Strategic environmental assessment is seen as particularly useful to help integrate environmental concerns at various policy and planning levels. The recently adopted SEA directive (2001/ 42/EC13) — to be implemented by all Member States as of 2003 — requires an environmental assessment of certain plans and programmes, including transport ones, prior to their adoption. The UNECE is developing a protocol on SEA. This would also require countries to establish mechanisms for SEA at various levels (UNECE, 2002).

Strategic environmental assessment of national transport plans is legally required in Bulgaria, the Czech Republic, Poland and the Slovak Republic. Latvia has an optional requirement for national transport plans and Lithuania plans one. Practical application of SEA of national transport plans has occurred in the Czech Republic, while Hungary, Poland and Slovenia have undertaken pilot projects.
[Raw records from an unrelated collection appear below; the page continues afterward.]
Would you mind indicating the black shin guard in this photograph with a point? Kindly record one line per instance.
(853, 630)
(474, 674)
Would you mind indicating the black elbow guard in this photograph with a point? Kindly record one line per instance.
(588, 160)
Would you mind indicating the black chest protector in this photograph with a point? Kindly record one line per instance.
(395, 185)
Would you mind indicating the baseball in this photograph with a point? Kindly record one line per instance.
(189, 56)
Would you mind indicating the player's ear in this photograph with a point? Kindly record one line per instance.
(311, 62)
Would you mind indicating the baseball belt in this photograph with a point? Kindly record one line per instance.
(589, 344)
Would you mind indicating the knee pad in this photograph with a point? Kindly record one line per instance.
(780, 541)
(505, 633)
In the EU, SEA legal provisions and application for transport are more advanced. Denmark, Finland, the Netherlands and Sweden have an established history of SEA of transport, supported by legal requirements, while Austria, Belgium, France, Germany, Italy, Spain and the UK are also moving towards systematic application of SEA (ERM, 2000).
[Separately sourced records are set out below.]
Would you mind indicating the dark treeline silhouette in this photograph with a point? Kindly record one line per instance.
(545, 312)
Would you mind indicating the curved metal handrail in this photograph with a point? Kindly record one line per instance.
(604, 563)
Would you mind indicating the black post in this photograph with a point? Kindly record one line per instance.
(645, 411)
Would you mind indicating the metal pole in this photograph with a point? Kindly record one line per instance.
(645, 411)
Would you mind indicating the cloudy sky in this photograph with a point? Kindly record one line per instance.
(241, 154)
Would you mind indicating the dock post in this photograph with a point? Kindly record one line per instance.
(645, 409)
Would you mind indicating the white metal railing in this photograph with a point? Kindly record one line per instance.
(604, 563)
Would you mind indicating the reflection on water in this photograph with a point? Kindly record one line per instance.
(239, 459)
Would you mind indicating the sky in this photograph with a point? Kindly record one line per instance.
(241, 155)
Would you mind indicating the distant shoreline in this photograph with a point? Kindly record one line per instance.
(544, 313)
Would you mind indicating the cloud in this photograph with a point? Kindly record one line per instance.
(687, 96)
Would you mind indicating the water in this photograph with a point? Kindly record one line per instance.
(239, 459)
Practical implementation also requires sufficient administrative capacity to perform an SEA, which is often lacking. Moreover, to be effective, the findings of SEAs should also be taken into account in decision-making, which is as yet rarely the case — in the EU as well as in the ACs (IEEP, 2001).

Major international infrastructure programmes such as the TEN-T and TINA, have not yet been assessed at a strategic level. Following the requirements of the TEN-T 1996 guidelines, the Commission has developed methods and a manual for network and corridor assessments. The Commission has also proposed making SEA obligatory for the planned revisions of the TEN-T guidelines in 2003, but only when it concerns sensitive parts of the network (European Commission, 2001e). A working group has been established under the JEG to give the Commission guidance on how to apply SEA on future TEN-T planning.

The sustainable development strategy requests a sustainability impact assessment (including environmental, social and economic impacts) for all new major policies proposals. This will be implemented in the Commission, gradually from 2003 (European Commission, 2002h). A working group under the JEG is investigating methods for sustainability impact assessment in the transport sector.

Stakeholder involvement (including public participation) in the development of plans and policies, and in SEA procedures, is limited in the ACs (IEEP, 2001). Participation of nongovernmental organisations (NGOs) is mostly restricted to local decisionmaking. The capacity of NGOs — in terms of staff and resources — also varies significantly.